Few professional historians would claim that they are in the business of judging. In so far as Historicism has won the day (see Beiser's majestic book), historians see themselves as scientists (if not akin to natural scientists than at least as practitioners of their very own special Geisteswissenschaft) and not as moral judges. Obviously, even those that advocate moralism in history would wish to see it consequent knowledge.* Williams's (1972) novel (recall this post) subtly invite us to see constraints and power in (or outside) the margins of works of art, history, and philosophy. Williams's readers were familiar with the McCarthy era, of course, so, perhaps, they need little such reminding. It is an open question to what degree some readers at the time thought the US was, itself, heading -- amidst major disagreements over civil rights and Vietnam war -- toward its own civil war (and to what degree they were tempted to follow the model of benevolent dictatorship). Perhaps, too, Williams makes the reader reflect on the nature of the post US-Civil War settlement (which, after all, is a key feature of Butcher's Crossing (recall my post)).

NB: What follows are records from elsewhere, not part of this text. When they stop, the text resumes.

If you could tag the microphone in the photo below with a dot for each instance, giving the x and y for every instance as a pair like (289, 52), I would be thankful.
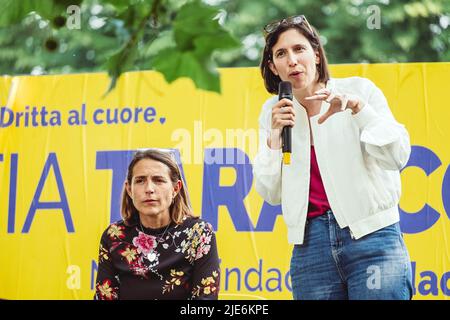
(285, 92)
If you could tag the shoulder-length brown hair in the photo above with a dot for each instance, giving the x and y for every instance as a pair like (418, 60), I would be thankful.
(271, 80)
(179, 208)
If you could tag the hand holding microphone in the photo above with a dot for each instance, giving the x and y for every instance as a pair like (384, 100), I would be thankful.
(283, 119)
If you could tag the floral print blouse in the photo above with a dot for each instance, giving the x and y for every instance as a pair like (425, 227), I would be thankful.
(174, 262)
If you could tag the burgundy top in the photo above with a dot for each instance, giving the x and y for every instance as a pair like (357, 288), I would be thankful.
(318, 201)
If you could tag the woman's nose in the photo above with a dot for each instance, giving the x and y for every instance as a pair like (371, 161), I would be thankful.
(149, 188)
(292, 59)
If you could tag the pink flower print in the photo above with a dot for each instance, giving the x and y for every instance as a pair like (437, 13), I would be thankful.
(144, 242)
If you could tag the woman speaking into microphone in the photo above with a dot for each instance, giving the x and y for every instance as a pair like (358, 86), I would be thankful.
(340, 192)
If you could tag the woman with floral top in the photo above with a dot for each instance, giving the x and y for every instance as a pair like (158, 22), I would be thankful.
(159, 250)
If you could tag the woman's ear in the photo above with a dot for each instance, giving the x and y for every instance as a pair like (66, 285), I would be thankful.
(272, 68)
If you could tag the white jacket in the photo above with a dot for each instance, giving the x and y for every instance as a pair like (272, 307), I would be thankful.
(359, 158)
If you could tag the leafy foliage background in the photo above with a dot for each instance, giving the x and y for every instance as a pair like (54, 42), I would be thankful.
(191, 38)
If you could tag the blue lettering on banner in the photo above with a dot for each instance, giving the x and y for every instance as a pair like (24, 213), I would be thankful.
(94, 270)
(426, 217)
(446, 191)
(118, 162)
(232, 197)
(429, 282)
(52, 161)
(12, 193)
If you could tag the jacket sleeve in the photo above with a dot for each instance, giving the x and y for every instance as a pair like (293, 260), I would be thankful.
(107, 285)
(267, 163)
(206, 271)
(383, 137)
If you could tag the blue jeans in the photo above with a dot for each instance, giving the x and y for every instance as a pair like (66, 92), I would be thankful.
(331, 265)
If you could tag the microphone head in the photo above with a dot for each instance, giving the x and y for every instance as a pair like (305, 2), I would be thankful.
(284, 90)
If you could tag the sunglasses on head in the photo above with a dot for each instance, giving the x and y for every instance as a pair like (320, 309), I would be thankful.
(301, 19)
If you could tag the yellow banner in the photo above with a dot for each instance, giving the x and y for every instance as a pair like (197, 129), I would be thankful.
(65, 148)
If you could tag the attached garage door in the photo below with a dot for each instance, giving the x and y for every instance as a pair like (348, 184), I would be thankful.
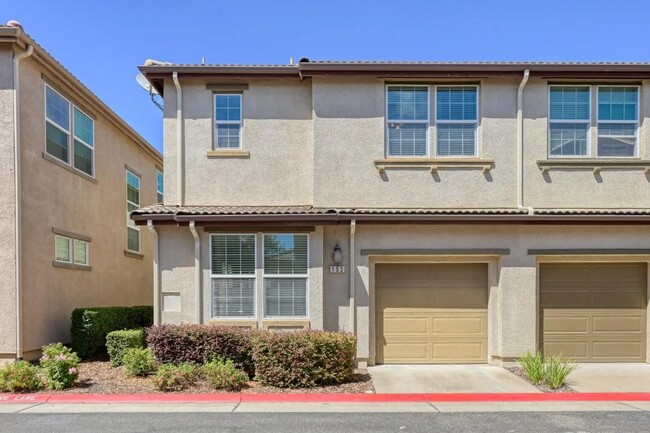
(594, 312)
(430, 313)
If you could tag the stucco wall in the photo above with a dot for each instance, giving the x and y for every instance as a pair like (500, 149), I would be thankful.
(55, 197)
(7, 208)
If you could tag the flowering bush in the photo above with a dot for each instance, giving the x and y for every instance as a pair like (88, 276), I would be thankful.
(18, 377)
(59, 365)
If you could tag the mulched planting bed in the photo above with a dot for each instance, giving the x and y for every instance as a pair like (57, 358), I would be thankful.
(518, 371)
(98, 377)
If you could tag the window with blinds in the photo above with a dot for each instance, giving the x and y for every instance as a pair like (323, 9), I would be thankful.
(569, 120)
(233, 275)
(456, 120)
(285, 275)
(618, 121)
(407, 120)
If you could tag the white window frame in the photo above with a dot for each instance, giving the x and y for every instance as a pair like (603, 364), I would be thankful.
(239, 122)
(135, 227)
(296, 276)
(636, 122)
(549, 122)
(70, 133)
(252, 276)
(387, 121)
(475, 122)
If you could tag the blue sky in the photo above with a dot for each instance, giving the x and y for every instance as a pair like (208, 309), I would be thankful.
(102, 42)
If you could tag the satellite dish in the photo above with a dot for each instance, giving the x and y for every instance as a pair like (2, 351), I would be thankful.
(145, 84)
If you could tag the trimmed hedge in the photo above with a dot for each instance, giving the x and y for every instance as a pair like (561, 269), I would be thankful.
(91, 325)
(118, 342)
(200, 344)
(304, 358)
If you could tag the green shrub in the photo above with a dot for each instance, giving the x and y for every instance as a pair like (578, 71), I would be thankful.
(138, 361)
(118, 342)
(19, 377)
(556, 370)
(533, 365)
(198, 344)
(303, 358)
(174, 377)
(59, 365)
(224, 375)
(91, 325)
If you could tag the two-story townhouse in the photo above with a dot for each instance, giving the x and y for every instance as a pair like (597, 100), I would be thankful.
(443, 212)
(71, 171)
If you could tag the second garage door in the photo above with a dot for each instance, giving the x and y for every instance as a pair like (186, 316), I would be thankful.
(431, 313)
(594, 312)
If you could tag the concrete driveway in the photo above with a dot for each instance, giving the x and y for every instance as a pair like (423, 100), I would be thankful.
(398, 379)
(610, 378)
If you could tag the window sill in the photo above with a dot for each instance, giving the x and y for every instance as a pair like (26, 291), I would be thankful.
(594, 164)
(434, 164)
(236, 153)
(133, 255)
(65, 265)
(71, 169)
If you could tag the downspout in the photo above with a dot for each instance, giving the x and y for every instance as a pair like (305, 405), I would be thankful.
(353, 315)
(520, 145)
(197, 273)
(156, 275)
(17, 201)
(180, 175)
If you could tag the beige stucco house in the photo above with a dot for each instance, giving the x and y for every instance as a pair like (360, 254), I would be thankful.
(443, 212)
(70, 171)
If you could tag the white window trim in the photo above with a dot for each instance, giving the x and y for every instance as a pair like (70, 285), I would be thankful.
(388, 121)
(252, 276)
(239, 122)
(305, 276)
(475, 122)
(636, 122)
(587, 154)
(136, 227)
(70, 133)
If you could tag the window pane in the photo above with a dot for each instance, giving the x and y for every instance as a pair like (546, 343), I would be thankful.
(407, 139)
(83, 158)
(233, 254)
(56, 142)
(285, 254)
(83, 127)
(456, 103)
(80, 252)
(408, 103)
(233, 297)
(228, 136)
(568, 139)
(285, 297)
(569, 103)
(456, 139)
(618, 103)
(57, 109)
(133, 239)
(62, 249)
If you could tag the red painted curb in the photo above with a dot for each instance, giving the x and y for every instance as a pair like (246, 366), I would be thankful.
(319, 398)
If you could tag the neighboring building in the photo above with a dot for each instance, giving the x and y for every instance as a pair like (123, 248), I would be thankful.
(481, 209)
(67, 239)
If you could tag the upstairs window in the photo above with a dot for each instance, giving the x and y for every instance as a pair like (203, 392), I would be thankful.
(456, 120)
(61, 118)
(569, 120)
(407, 124)
(618, 121)
(228, 121)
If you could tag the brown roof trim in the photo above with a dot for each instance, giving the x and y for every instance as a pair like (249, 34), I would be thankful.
(21, 40)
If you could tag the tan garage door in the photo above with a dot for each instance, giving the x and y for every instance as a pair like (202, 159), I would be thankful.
(430, 313)
(594, 312)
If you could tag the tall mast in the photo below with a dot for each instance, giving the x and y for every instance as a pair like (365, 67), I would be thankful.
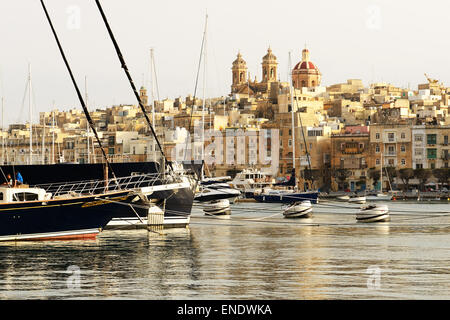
(153, 71)
(3, 137)
(381, 170)
(30, 160)
(87, 123)
(204, 96)
(43, 142)
(291, 89)
(53, 134)
(133, 87)
(80, 97)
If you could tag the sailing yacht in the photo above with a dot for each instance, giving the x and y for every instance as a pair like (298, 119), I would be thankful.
(289, 195)
(251, 181)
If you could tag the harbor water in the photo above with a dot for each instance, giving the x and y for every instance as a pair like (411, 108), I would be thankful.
(255, 254)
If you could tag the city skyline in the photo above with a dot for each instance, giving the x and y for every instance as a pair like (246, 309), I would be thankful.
(368, 40)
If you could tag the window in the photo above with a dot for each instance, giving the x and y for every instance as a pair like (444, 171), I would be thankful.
(25, 196)
(391, 136)
(431, 139)
(431, 153)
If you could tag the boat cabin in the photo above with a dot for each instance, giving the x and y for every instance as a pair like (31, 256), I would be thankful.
(8, 195)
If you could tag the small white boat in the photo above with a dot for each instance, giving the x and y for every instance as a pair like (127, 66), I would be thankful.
(217, 207)
(343, 198)
(357, 199)
(373, 213)
(300, 209)
(379, 197)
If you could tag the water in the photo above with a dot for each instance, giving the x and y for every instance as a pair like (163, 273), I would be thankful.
(256, 254)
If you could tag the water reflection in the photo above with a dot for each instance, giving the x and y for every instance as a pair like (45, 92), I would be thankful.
(246, 257)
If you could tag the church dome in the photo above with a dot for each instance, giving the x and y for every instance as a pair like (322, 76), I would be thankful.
(269, 56)
(239, 61)
(306, 66)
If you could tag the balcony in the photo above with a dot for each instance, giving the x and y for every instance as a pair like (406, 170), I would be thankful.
(390, 154)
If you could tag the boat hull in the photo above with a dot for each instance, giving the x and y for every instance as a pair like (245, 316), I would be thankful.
(288, 198)
(72, 218)
(177, 204)
(295, 213)
(357, 200)
(373, 214)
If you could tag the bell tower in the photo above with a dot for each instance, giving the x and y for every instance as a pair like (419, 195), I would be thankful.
(269, 67)
(239, 72)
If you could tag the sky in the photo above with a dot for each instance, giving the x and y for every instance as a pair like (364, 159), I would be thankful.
(373, 40)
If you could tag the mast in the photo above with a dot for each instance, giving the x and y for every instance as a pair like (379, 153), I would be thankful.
(53, 134)
(80, 97)
(3, 137)
(204, 97)
(291, 89)
(87, 124)
(153, 70)
(381, 171)
(30, 160)
(130, 80)
(43, 142)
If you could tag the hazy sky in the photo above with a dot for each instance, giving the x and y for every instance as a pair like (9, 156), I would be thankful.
(376, 40)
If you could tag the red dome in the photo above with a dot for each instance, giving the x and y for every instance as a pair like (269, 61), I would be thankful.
(305, 65)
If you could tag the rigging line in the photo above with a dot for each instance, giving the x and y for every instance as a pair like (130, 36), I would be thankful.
(23, 102)
(80, 97)
(195, 89)
(130, 80)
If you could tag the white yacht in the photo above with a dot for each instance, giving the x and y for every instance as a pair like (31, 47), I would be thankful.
(252, 180)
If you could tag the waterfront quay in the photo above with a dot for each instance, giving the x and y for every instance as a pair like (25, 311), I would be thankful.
(344, 136)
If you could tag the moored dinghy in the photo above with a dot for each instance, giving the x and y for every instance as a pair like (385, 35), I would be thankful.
(300, 209)
(217, 207)
(357, 199)
(343, 198)
(373, 213)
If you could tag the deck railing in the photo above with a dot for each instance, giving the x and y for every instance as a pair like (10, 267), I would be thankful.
(89, 187)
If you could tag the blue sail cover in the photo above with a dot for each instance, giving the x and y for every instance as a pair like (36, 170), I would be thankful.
(290, 182)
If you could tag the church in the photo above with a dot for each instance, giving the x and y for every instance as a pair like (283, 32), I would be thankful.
(305, 74)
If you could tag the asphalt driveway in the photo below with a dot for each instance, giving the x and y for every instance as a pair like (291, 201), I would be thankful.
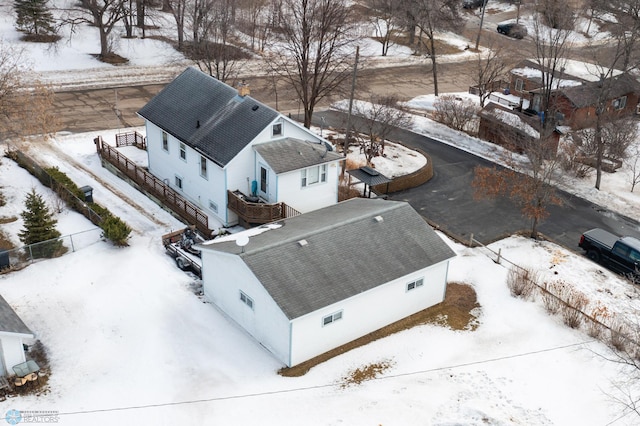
(447, 200)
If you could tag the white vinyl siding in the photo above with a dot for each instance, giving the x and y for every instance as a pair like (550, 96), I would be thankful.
(415, 284)
(165, 141)
(314, 175)
(329, 319)
(203, 166)
(246, 299)
(183, 151)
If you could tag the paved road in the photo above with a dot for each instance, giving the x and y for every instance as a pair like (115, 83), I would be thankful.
(447, 199)
(87, 110)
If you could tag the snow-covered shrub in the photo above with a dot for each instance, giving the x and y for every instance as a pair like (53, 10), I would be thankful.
(522, 282)
(457, 113)
(115, 230)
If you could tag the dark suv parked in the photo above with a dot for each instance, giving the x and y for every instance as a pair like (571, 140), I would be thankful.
(512, 30)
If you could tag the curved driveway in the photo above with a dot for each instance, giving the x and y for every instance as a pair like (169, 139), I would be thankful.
(447, 199)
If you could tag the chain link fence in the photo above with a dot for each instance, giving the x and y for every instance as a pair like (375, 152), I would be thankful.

In Williams's portrayal of Maecenas, art (poetic and historical) is (amongst other things) supposed to be useful. In context, it is entailed that if political circumstances had been different some other art would be useful. The moralist is said to be useless because he can't contribute to knowledge-generation and, less explicitly, change what's happened. Meacenas's argument presupposes not just the Hobbesian idea that within the context of state of nature, there is no justice, but a distinction between two kinds of judges (moralists/artists). Those that judge appropriately with authority (and force) and those that judge – for lack of a better word -- frivolously. By 'frivolous' (recall) I do not mean consequent-free; the novel is very clear that death (Cicero) and exile (Ovid) may well await frivolousness.